Cultural Politics and the Return of Looted Antiquities

Cultural Politics and the Return of Looted Antiquities
A frieze from the Elgin Marbles (Photo by Wikimedia user ChrisO licensed under Creative Commons Attribution-Share Alike 3.0 Unported agreement).

Art and culture are two pillars on which all societies build both identity and a sense of community. But despite the common function of culture in general, the task of developing coherent cultural-heritage laws and policies is complicated by the complexities of particular nations' and cultures' interactions with one another as well as the difficulty of finding concepts that are meaningful to all in order to define the resulting legal relationships. Western notions of property, ownership and restitution, for example, may not translate to other cultures, some of which function according to systems of beliefs and values that run counter to such notions.

Unlike other forms of "property," to which traditional rights are more easily assigned, the formulation of rights in cultural property is complex and fact-specific. Questions about cultural identity and the ownership of culture, and more particularly of the repatriation and restitution of cultural artifacts, implicate broader issues of ethics, globalization, state sovereignty, governance and distribution. The context in which cultural heritage is generated and preserved is important to its meaning, which not only varies depending on the cultural community from which the term and definition emanate, but also depends on the purpose and strategic use for which both term and definition are employed.

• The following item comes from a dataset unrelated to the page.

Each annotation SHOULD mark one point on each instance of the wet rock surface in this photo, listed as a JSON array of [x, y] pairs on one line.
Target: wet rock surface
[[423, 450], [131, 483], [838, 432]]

For example, when Philippe de Montebello, former director of the Metropolitan Museum, stated that "whether legally excavated or not, cultural objects have intrinsic qualities from which one can learn a great deal," his statement represented the views and priorities of a cultural internationalist, for whom truth, access and preservation trump issues of return, restitution or repatriation. This notion of cultural property has its origin in an oft-quoted 1986 article by John Henry Merryman, "Two Ways of Thinking About Cultural Property," and contrasts sharply with indigenous and nationalist views. For the former, Western notions of property may have no relevance. For the latter, cultural context and identity politics require return.